De scheepvaart is veruit de meest energie performante manier van transport, toch heeft deze modus ook een impact op het milieu. Zowel op Europees als op internationaal niveau werd al heel wat regelgeving geïnstalleerd om de vervuiling door de scheepvaart aan banden te leggen. Ook de Antwerpse haven heeft heel wat initiatieven ontwikkeld om de inzameling van scheepsafval aan te moedigen. Meer nog, de haven van Antwerpen wordt, wanneer het op scheepsafval aankomt, wereldwijd erkend als een van de beste leerlingen van de klas.
Schepen die de Antwerpse haven aanlopen en er hun scheepsafval achterlaten, krijgen daarvoor een incentive. Op die manier worden schepen maximaal aangemoedigd om hun scheepsafval tijdens hun verblijf achter te laten, eerder dan het te lozen in de zee. Ook het feit dat er in Antwerpen, wat de inzamelaars betreft, gekozen werd voor een vrije markt aanpak, heeft een gunstig effect op de afvalinzameling. De hoeveelheid ingeleverd scheepsafval, en dan vooral olieresiduen, steeg de afgelopen jaren dan ook significant. Sinds de regeling in 2006 werd ingevoerd, geven tot 40 pct van de schepen die Antwerpen aanlopen, hun scheepsafval af.

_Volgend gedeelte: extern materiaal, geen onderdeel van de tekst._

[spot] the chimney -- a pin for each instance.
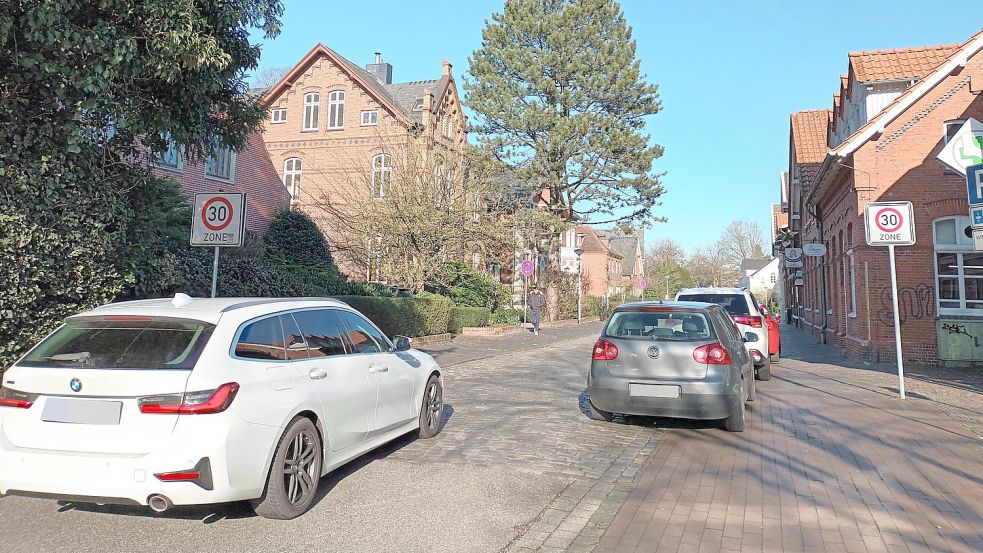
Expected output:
(382, 71)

Daarom organiseerde de International Maritime Organization (IMO), het Regional Marine Pollution Emergency Response Centre for the Mediterranean Sea, de Openbare Vlaamse Afvalstoffenmaatschappij en het Gemeentelijk Havenbedrijf Antwerpen van 27 tot en met 29 november 2012 in Antwerpen een internationale workshop over havenontvangstinstallaties voor scheepsafval en ladingresten. Dat IMO een dergelijke workshop in België organiseert, is een primeur en toont meteen het belang van Antwerpen in deze materie aan. De focus van de workshop, waaraan zo’n vijftig internationale experts uit een twintigtal verschillende landen deelnamen, lag op de overdracht van ‘best practices’ aan de landen ten zuiden en oosten van de Middellandse Zee.